第76話 妖精の世界 その1
城田が白いドアを開けると、そこは木々が生い茂る森の中。
枝葉の隙間から日が差し込み、地面に金色のヒョウ柄模様が浮かび上がっている。
幻想的なその光景を見て、真美は目を輝かせた。
「わお!凄い光り輝いてるね!まるでおっさんのハゲ頭を集めて作ったミラーボールみたい!」
「ハゲ頭だけじゃダメでした!?なんだその地獄みたいなミラーボールは!?」
「禿げ頭にも色々あるものだ。つるっパゲにてっぺんハゲ、M字ハゲなど色々あるが、お前はどの禿げ頭が好きだ瞬よ?」
「知らねえよ!!どれも好きじゃねえわ!!あとハゲ頭漢字で書くな!!」
「あと若くしてハゲてる人もいるよね!私の中学の同級生もちょっとハゲてたから、芝刈り機で坊主にしてあげたことあるんだよねー!」
「人の心無いタイプの人ですか!?」
話しながら三人は森の奥へ進む。
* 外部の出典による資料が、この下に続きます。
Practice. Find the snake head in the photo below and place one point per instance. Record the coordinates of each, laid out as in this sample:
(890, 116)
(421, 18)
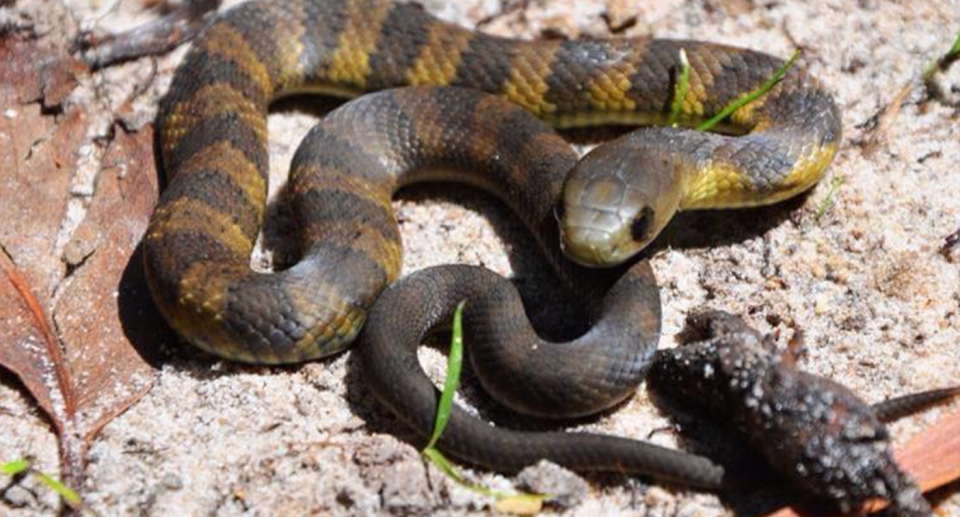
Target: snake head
(616, 200)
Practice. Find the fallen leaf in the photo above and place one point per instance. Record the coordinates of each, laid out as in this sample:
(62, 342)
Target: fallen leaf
(83, 370)
(520, 504)
(932, 457)
(88, 314)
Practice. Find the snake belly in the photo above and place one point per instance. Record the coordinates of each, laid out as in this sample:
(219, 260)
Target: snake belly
(213, 141)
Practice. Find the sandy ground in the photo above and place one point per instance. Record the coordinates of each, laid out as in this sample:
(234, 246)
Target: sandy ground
(866, 282)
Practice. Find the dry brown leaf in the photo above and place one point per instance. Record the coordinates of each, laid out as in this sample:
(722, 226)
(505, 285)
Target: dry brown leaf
(83, 371)
(931, 457)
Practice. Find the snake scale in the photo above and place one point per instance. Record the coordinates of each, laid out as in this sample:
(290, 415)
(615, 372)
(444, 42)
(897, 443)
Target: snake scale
(212, 127)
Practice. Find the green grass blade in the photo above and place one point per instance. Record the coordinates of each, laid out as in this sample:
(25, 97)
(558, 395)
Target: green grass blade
(454, 365)
(512, 503)
(444, 465)
(940, 64)
(14, 467)
(751, 96)
(66, 493)
(680, 91)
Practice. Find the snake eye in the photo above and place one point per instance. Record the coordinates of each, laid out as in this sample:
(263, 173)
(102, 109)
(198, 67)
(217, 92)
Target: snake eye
(641, 224)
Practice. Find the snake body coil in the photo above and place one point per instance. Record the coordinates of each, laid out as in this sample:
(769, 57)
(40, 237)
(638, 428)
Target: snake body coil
(213, 141)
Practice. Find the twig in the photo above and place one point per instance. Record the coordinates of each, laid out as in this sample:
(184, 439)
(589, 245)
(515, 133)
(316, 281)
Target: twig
(156, 37)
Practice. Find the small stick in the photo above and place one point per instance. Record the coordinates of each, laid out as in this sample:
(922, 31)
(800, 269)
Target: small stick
(157, 37)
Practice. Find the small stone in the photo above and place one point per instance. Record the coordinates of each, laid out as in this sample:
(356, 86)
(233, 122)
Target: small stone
(405, 488)
(172, 481)
(565, 488)
(822, 304)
森の中は日が差し込んで明るいが、どこに向かっているのかも分からない状況だ。
「これ大丈夫ですかね?迷子になってません?」
「だいじょーぶだよ!いざとなったら正明叔父さん呼べば助けてくれるし」
「久しぶりに聞いたその名前!!第2話以来だな!!なんなんですかそのややこしそうな人!!」
「ぶっちゃけ正明叔父さん呼べば今すぐ家に帰れるんだけどね!」
「早く呼んで貰ってもいいですか?」
三人は更に前に進むが、一向に景色が変わらない。どうやら瞬の言った通り、迷子になってしまっているようだ。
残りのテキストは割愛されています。